Government indoctrination seems carefully designed to grind that out of them, and showing kids that learning stuff is a lot of fun may be the most rebellious aspect of homeschooling. It also ends up making homeschooling a lot easier than it looks, as you don't need to develop curricula, or force rote memorization of dry subjects they are uninterested in on them. When they are the ones seeking information you get left feeling they wrung it out of you instead of feeling like you're ramming it down their throats.

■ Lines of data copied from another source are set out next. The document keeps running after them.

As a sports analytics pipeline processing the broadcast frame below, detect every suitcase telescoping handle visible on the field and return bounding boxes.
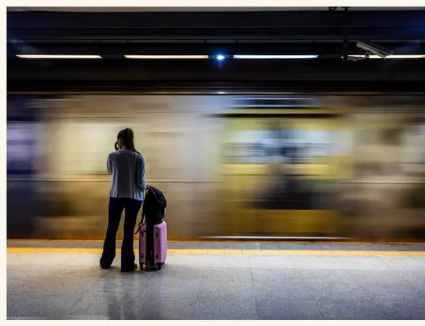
[134,184,149,234]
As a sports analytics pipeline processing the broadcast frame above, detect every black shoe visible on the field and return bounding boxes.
[121,264,137,273]
[100,261,112,269]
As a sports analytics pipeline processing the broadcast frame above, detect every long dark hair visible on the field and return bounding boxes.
[115,128,140,154]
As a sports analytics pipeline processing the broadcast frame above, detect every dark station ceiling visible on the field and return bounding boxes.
[7,8,425,93]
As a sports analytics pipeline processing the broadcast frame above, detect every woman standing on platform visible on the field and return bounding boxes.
[100,128,147,272]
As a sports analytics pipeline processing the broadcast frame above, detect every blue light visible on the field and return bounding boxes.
[215,54,226,61]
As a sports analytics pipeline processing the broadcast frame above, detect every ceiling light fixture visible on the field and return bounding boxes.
[124,54,209,60]
[16,54,102,59]
[233,54,319,60]
[348,54,425,59]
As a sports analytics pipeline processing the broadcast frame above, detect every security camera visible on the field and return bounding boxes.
[357,41,392,59]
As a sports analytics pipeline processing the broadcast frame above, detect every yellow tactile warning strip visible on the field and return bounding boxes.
[7,247,425,257]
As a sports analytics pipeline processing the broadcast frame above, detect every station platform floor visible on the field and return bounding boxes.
[7,240,425,320]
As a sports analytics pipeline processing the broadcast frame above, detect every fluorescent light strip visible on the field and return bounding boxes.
[125,54,209,60]
[233,54,318,59]
[16,54,102,59]
[348,54,425,59]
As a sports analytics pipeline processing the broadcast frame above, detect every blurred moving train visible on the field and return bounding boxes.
[7,95,425,241]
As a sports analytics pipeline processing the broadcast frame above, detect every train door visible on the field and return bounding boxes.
[217,110,347,237]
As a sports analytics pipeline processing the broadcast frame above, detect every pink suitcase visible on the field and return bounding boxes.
[139,221,167,270]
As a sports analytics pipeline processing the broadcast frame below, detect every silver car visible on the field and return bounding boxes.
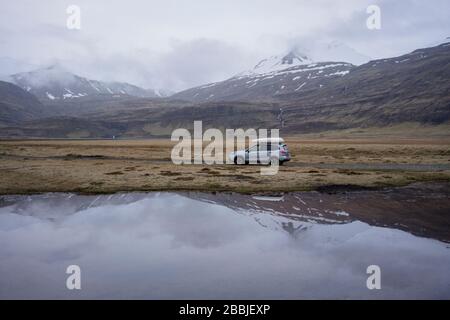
[228,138,291,165]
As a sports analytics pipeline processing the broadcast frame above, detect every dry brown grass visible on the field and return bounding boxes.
[0,138,450,194]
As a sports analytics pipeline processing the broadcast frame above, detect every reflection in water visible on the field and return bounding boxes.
[0,193,450,299]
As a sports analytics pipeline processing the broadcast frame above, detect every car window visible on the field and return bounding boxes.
[258,143,271,151]
[248,145,258,152]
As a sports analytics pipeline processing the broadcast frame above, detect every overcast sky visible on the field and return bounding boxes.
[0,0,450,90]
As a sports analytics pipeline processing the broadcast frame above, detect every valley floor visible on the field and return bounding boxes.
[0,137,450,194]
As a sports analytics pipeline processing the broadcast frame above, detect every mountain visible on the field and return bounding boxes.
[10,65,158,102]
[0,42,450,138]
[172,52,355,102]
[0,81,47,125]
[277,42,450,132]
[173,41,370,102]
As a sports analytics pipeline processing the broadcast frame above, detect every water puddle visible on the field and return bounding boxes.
[0,184,450,299]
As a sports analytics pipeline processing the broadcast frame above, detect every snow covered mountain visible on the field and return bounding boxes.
[176,52,355,102]
[9,65,159,102]
[173,41,370,102]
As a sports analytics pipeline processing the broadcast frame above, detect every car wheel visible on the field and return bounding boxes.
[234,157,245,165]
[269,157,283,165]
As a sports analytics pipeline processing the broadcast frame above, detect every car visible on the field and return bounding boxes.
[228,138,291,165]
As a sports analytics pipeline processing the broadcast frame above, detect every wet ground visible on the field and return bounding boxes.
[0,184,450,299]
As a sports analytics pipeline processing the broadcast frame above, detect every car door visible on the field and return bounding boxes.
[258,142,271,164]
[248,145,258,164]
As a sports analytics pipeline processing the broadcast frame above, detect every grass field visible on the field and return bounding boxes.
[0,137,450,194]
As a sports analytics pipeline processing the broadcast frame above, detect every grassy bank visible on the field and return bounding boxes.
[0,137,450,194]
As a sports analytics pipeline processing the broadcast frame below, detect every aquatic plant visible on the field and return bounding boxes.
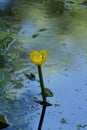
[29,50,52,130]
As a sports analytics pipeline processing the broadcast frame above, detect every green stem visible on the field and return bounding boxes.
[38,65,46,102]
[38,105,46,130]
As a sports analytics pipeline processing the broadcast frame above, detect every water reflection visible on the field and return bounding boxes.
[0,0,87,130]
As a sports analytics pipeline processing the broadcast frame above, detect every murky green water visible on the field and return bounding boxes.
[0,0,87,130]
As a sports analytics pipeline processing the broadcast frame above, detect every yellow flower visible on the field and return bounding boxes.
[30,50,47,65]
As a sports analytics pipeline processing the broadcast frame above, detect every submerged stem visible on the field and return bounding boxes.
[38,105,46,130]
[38,65,46,102]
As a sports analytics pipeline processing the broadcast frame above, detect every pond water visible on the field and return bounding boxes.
[0,0,87,130]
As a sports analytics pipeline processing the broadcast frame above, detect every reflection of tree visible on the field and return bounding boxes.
[46,0,65,15]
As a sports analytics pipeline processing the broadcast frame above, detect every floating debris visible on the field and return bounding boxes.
[40,88,54,97]
[60,118,67,124]
[77,124,87,130]
[32,33,39,38]
[34,97,52,106]
[38,28,47,32]
[24,73,36,80]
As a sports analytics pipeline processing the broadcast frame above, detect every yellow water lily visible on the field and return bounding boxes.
[30,50,47,65]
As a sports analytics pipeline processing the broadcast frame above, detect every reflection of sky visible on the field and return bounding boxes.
[0,0,87,130]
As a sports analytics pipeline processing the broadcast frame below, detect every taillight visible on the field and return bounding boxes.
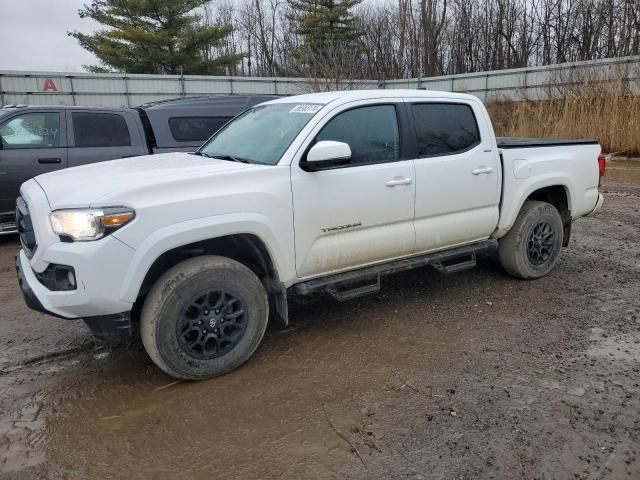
[598,153,607,177]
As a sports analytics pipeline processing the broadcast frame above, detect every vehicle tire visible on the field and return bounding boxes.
[140,256,269,380]
[498,200,563,279]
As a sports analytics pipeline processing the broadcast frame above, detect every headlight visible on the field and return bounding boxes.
[50,207,136,242]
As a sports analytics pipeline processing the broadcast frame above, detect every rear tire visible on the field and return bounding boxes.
[498,200,563,279]
[140,256,269,380]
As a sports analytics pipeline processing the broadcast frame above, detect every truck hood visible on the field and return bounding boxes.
[35,152,251,210]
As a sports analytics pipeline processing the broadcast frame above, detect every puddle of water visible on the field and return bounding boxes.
[605,158,640,185]
[43,277,500,479]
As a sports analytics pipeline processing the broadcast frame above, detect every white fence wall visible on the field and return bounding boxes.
[0,56,640,107]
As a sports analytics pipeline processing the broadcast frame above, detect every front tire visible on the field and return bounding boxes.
[498,200,563,279]
[140,256,269,380]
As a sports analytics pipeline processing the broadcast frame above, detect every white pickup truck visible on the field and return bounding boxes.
[16,90,604,379]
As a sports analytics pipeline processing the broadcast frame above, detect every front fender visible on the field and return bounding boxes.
[116,213,295,302]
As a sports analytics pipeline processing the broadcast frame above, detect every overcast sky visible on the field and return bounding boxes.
[0,0,98,72]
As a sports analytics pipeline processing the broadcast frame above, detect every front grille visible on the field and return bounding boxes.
[16,197,38,258]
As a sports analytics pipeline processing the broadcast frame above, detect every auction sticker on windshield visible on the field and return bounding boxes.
[289,103,322,113]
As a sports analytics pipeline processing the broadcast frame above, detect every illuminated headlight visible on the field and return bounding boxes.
[50,207,136,242]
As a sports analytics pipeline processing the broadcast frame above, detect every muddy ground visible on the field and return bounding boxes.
[0,162,640,479]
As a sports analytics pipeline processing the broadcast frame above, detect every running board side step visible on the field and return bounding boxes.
[290,240,497,301]
[431,252,476,275]
[326,274,380,302]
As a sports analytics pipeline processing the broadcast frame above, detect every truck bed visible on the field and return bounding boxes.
[496,137,598,148]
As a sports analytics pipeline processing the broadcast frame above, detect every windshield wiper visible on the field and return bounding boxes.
[200,152,252,163]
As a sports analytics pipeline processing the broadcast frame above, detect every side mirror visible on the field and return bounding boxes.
[301,140,351,172]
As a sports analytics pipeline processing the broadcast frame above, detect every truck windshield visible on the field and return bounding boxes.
[198,103,322,165]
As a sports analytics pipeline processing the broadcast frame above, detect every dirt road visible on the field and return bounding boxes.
[0,162,640,479]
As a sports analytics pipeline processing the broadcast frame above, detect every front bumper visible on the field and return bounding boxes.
[16,251,135,343]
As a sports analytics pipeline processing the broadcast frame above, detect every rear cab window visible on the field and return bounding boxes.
[0,112,61,150]
[169,117,232,142]
[71,112,131,147]
[411,102,480,158]
[315,104,400,166]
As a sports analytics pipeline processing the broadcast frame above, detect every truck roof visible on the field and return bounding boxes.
[262,89,478,105]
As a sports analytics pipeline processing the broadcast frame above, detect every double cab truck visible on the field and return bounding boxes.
[16,90,604,380]
[0,95,276,235]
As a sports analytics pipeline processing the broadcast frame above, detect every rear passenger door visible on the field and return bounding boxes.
[0,109,67,212]
[67,109,149,167]
[291,101,415,278]
[409,99,501,253]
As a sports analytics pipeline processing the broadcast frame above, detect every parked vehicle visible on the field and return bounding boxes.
[0,95,276,235]
[16,90,604,379]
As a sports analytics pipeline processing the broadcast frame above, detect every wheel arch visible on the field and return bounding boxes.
[492,178,573,247]
[129,233,288,325]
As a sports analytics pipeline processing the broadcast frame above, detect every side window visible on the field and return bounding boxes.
[0,112,60,150]
[412,103,480,157]
[316,105,400,164]
[169,117,231,142]
[71,112,131,147]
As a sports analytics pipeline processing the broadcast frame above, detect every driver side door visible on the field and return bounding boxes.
[0,109,67,212]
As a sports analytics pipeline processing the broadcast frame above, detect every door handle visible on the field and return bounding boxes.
[385,177,413,187]
[471,166,493,175]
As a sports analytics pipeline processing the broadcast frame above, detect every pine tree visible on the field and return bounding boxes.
[288,0,362,73]
[68,0,243,75]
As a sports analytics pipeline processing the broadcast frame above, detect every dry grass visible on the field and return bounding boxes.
[487,76,640,155]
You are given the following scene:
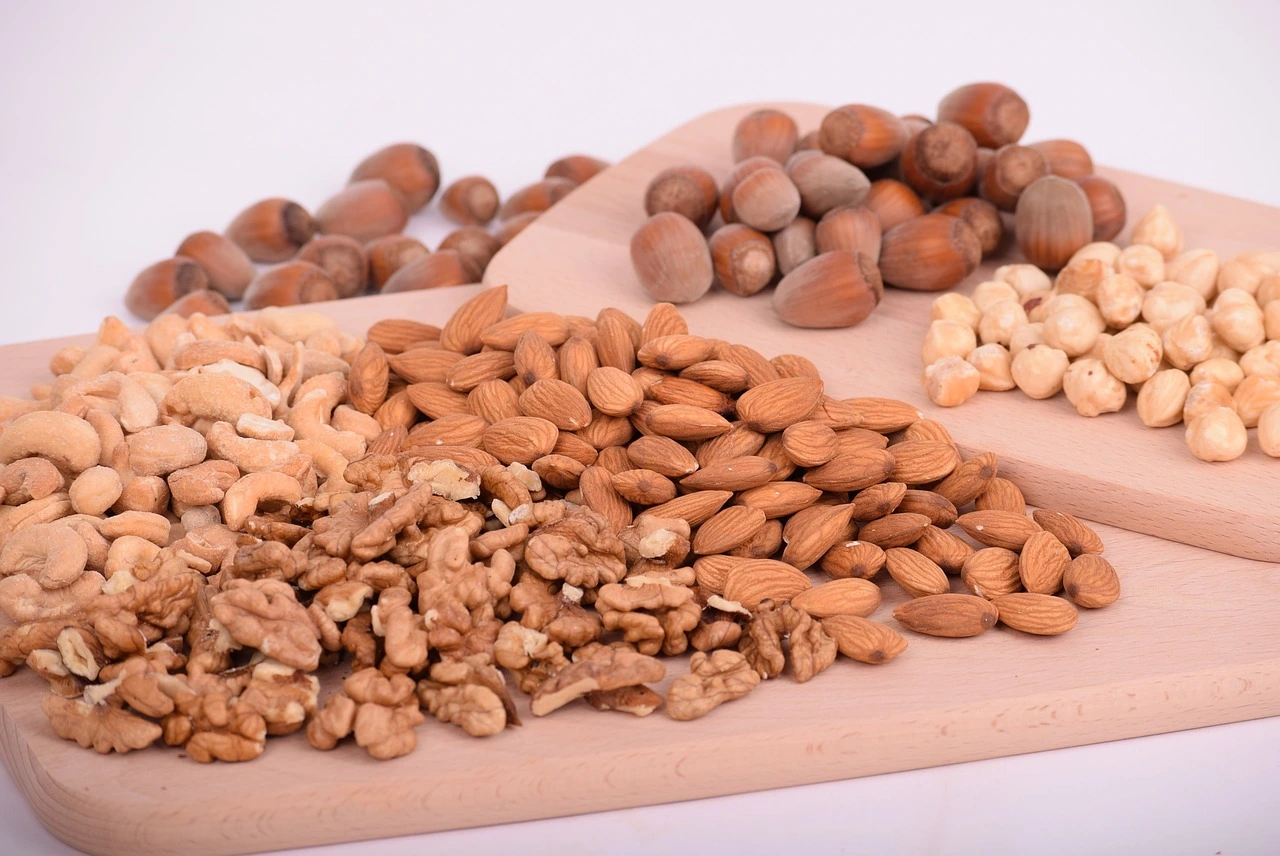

Take math. Healthy active boys rightly detest being sat in rows and paying attention to scribbles on chalk boards. However, if they want to build a fort, handing them a tape measure and explaining how fractions work, or paying them minimum wage to hang sheetrock in which they need to know how to use fractions in order to get that sweet, sweet paper, reveals how avid they are to learn, and how well their personal interest enables them to do it quickly and effectively.

That may be the best encouragement to folks considering homeschooling, but trapped in thinking of schooling as drilling a curriculum into kids.

As home schoolers parents are dramatically more capable of providing educational opportunities suited to their kids' interests than academics and institutions. Because of this, most of the anxiety over being competent to teach things like math parents feel is shown to be unnecessary, and kids doing things they want to do is their real education. Our role is basically reduced to knowing where to find the information they want to know because we have already had to find it, or at least know who does know, and pointing kids there.

Haha! I didn't expect you would join in the contests! I feel you are more of the discussion kind and gravitate towards the comments.

I would love to quote a few of the things you're sharing here when I wrap up for this topic. Would you mind me doing so?

If it helps folks, I don't mind at all.